President Obama proposed a 10-year, $90 billion tax on the largest financial institutions on Thursday, saying he wanted the money to back any shortfall in the $700 billion Troubled Asset Relief Program (TARP) that the government launched to bail out foundering firms at the height of the financial crisis. His proposal is in response to public outrage at the “obscenely” large bonuses that Wall Street executives, the so-called Masters of the Universe (MOTU), are getting this year.
Last year at this time these very same MOTU were being bailed out by the American people. The goal of the TARP bailout was to get the banking system working, lending again. Instead the banks kept the money to themselves and used it to make their balance sheets look good. Now a year later it is bonus season again on Wall Street. Improbably, a year later, the Wall Street banks have pulled a rabbit out of their hats. Maybe it was not all so improbable after all. If the government gives you almost free billions of dollars, how hard can it be to show a profit?
The banking giant, JP Morgan said Friday it earned $3.28 billion during the last three months of 2009, primarily because its investment banking and trading businesses were still profiting from a 10-month market rally. The company again added to its reserves for failed loans during the quarter, but its other businesses enabled it to more than overcome the continuing weakness in lending. The market rally also allowed JP Morgan to give big bonuses to its employees. Compensation costs, which include salaries, bonuses and benefits rose 18 percent in 2009, although the company cut its work force by 1 percent during the year.

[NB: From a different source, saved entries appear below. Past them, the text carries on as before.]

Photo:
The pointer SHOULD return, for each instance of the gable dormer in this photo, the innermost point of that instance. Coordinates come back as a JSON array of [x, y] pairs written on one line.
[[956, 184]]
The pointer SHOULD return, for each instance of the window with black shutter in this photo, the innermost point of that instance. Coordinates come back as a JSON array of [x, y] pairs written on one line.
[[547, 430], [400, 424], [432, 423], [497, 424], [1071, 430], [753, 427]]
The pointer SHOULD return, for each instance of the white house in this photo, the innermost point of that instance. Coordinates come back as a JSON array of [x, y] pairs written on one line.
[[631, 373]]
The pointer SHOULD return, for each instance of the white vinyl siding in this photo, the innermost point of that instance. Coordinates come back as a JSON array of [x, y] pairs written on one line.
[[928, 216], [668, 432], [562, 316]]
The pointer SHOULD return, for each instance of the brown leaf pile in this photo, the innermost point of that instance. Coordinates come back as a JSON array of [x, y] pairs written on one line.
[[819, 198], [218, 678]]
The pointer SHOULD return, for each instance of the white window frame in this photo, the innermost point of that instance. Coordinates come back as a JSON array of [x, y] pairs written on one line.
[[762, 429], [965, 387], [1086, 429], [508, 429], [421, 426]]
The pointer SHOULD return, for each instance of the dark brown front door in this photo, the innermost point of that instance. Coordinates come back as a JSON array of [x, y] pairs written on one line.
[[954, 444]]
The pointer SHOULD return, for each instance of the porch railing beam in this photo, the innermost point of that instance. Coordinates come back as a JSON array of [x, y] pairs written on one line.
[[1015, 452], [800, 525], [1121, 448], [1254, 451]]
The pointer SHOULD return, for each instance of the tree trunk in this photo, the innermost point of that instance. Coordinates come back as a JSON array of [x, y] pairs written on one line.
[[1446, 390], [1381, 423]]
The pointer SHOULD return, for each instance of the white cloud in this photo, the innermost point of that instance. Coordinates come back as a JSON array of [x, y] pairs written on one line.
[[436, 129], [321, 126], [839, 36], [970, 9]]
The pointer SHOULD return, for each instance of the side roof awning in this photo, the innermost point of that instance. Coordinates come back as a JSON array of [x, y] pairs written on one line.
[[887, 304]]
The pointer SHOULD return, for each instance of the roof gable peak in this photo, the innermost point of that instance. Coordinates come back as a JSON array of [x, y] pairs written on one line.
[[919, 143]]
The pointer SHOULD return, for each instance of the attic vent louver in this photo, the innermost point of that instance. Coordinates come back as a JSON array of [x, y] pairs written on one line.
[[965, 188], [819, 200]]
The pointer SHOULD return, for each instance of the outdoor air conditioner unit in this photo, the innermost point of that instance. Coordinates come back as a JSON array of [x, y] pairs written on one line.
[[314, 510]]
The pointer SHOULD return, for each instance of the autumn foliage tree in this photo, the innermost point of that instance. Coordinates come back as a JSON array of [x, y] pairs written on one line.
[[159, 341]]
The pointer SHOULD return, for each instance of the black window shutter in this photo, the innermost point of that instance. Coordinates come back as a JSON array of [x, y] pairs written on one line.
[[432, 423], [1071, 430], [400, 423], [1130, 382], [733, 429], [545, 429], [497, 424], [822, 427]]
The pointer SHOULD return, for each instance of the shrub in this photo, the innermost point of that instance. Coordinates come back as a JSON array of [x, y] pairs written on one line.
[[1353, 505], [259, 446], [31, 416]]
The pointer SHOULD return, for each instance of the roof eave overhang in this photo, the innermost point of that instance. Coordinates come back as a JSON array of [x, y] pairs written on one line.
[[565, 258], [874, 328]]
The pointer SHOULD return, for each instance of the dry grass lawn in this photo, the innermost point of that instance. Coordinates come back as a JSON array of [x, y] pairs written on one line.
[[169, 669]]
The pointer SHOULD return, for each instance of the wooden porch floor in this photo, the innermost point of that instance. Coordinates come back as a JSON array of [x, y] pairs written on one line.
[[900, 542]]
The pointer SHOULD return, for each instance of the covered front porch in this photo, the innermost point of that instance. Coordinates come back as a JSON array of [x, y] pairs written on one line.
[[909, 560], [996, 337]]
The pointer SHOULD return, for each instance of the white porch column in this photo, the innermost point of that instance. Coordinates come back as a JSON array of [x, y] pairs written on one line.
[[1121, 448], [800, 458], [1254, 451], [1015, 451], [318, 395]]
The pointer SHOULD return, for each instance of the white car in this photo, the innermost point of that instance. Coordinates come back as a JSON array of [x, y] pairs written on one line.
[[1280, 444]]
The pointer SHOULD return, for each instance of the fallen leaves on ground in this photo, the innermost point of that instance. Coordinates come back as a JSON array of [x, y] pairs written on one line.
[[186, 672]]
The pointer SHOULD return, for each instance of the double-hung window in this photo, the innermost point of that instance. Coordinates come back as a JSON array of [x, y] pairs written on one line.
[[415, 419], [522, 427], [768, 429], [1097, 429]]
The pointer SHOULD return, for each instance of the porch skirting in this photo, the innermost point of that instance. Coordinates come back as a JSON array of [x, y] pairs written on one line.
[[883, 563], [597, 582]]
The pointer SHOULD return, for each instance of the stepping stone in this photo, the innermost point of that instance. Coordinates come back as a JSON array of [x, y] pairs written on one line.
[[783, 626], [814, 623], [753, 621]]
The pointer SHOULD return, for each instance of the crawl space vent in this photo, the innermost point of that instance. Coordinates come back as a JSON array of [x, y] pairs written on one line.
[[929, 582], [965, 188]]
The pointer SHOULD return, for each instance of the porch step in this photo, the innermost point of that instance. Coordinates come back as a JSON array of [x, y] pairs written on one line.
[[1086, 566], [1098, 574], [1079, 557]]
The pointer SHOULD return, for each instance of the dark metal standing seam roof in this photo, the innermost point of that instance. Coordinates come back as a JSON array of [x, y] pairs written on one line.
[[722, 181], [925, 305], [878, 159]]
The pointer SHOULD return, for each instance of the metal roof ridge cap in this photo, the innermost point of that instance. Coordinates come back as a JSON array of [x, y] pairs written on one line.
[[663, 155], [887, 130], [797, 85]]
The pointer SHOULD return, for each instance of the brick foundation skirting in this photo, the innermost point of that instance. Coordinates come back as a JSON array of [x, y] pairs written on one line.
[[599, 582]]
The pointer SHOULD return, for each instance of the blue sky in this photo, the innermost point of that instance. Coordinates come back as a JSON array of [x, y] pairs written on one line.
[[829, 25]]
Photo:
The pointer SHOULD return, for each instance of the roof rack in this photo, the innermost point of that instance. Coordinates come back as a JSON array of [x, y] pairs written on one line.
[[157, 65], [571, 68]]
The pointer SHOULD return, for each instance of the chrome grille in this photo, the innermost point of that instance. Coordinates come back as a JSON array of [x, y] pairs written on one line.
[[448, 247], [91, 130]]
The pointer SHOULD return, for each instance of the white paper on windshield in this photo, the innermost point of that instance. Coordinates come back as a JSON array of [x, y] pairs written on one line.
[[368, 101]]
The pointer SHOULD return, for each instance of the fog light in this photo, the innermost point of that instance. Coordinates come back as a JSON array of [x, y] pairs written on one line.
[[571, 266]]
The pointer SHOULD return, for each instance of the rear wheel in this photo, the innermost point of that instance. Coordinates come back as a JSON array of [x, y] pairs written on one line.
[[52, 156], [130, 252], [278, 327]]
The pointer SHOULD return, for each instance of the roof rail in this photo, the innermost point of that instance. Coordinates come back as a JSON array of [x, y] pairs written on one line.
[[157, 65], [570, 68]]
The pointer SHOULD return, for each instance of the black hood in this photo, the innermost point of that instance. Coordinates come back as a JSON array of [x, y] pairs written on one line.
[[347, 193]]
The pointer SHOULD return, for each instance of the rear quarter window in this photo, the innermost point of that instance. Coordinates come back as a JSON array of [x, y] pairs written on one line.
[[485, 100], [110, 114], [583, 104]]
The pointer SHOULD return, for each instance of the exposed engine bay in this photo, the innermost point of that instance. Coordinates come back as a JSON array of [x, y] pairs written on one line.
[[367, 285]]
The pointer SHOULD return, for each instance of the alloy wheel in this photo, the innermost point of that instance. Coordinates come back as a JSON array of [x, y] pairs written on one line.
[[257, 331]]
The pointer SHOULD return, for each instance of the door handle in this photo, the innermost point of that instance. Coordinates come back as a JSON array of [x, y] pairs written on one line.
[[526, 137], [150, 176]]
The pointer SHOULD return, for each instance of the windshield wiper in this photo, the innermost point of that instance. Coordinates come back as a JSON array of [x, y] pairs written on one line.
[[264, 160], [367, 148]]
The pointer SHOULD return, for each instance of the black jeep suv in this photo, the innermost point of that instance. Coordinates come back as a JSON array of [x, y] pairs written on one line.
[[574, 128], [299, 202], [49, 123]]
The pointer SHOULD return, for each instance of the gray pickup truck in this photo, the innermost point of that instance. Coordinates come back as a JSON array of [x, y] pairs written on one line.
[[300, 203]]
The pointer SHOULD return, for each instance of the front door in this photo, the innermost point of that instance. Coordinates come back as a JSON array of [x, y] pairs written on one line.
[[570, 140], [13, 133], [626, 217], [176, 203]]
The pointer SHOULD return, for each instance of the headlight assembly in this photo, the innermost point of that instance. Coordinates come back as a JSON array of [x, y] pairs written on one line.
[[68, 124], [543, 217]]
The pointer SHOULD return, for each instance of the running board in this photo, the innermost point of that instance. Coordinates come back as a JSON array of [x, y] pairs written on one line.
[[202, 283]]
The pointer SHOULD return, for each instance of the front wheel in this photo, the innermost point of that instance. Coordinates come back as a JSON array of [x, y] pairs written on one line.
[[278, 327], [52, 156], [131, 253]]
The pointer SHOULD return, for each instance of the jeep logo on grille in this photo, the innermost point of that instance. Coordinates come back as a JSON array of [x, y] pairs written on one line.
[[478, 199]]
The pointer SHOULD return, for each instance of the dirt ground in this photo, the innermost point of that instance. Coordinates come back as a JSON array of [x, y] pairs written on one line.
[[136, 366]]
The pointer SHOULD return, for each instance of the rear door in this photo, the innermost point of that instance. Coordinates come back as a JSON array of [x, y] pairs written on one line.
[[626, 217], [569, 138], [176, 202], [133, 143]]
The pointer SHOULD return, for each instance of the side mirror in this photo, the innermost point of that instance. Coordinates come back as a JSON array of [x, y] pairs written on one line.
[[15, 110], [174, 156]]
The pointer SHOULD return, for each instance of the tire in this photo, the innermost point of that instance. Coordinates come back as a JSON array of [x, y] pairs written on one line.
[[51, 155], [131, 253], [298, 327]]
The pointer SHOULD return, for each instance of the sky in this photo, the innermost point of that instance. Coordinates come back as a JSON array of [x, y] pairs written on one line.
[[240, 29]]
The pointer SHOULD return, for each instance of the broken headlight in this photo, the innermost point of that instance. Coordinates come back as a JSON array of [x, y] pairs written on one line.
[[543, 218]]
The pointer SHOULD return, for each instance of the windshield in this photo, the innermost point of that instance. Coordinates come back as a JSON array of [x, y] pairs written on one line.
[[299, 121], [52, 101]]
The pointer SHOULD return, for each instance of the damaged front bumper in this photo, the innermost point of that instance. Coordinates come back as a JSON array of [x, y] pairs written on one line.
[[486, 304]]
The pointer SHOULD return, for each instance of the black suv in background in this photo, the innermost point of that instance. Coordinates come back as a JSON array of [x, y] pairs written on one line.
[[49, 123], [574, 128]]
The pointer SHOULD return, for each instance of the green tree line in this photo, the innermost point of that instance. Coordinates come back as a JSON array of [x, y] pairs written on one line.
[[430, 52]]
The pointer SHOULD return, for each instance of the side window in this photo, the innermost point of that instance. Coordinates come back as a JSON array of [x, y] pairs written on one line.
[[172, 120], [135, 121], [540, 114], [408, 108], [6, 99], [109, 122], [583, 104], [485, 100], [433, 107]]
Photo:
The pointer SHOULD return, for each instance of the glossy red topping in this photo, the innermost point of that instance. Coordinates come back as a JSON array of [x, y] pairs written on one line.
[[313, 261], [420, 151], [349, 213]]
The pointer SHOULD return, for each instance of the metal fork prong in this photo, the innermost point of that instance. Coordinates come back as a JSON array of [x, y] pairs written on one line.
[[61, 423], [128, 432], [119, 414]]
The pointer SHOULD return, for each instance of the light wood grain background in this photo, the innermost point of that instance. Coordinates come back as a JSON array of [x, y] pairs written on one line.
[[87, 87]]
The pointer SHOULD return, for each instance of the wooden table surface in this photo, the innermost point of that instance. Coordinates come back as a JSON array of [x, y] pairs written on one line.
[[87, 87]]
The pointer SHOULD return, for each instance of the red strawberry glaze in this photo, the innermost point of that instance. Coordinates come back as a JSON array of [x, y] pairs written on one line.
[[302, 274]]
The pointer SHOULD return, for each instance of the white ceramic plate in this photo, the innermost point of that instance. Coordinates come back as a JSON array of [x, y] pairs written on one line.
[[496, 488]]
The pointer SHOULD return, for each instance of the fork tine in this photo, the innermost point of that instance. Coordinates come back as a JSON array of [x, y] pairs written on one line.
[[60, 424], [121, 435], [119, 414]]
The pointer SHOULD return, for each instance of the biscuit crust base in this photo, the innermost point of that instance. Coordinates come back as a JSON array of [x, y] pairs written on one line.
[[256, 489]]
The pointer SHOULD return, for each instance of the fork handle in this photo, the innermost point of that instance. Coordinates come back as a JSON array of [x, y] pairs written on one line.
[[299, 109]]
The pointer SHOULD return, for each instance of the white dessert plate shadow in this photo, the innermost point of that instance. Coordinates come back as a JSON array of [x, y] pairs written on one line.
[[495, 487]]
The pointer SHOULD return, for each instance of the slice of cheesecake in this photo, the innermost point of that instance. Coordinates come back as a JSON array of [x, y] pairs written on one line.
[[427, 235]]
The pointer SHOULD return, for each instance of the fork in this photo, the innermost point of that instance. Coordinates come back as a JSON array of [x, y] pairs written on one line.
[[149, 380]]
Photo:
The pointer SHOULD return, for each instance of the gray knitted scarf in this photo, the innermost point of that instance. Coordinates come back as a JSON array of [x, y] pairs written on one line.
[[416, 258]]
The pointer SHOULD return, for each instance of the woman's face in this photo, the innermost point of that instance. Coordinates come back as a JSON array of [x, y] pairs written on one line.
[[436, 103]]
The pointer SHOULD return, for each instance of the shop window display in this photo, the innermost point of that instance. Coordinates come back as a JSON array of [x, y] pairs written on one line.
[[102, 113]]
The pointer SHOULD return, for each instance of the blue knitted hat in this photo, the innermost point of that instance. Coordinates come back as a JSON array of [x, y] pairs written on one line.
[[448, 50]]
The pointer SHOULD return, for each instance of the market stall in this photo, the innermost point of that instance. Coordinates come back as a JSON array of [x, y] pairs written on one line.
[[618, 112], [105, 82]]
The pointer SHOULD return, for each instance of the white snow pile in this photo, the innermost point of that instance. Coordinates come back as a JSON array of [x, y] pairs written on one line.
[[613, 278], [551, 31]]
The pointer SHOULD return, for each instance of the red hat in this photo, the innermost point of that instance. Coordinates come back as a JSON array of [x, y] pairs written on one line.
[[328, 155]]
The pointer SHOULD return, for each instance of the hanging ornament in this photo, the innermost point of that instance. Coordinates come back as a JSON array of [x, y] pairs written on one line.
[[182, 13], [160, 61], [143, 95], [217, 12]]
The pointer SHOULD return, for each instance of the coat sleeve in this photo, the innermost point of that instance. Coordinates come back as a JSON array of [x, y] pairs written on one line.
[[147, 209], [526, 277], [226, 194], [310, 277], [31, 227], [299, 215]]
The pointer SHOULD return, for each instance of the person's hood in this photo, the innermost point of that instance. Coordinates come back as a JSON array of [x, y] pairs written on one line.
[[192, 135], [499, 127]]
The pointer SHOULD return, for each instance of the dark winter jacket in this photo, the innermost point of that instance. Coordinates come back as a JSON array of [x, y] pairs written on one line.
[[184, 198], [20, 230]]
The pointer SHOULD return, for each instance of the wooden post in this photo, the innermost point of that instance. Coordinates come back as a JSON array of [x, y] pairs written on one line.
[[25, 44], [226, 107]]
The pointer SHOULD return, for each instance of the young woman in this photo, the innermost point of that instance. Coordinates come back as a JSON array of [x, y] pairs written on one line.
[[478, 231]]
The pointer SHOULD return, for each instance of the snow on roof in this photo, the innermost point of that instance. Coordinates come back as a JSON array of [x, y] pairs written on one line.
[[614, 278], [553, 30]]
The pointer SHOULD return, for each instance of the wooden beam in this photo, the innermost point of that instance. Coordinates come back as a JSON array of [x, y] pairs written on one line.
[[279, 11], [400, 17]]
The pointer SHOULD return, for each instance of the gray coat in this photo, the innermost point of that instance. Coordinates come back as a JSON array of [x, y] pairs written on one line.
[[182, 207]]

Hey Muse, my lovely Muse, thanks for the following:
Today, January 15th, is the birthday for the following people: Martin Luther King’s actual birthday was today. On Monday, the seventeenth, we will celebrate his birthday with his federal holiday; A.A. Milne, author of the Winnie the Pooh stories, was born on this day too; Most importantly though, Grinch is still celebrating his natal day on this very day. Happy Birthday, Grinch!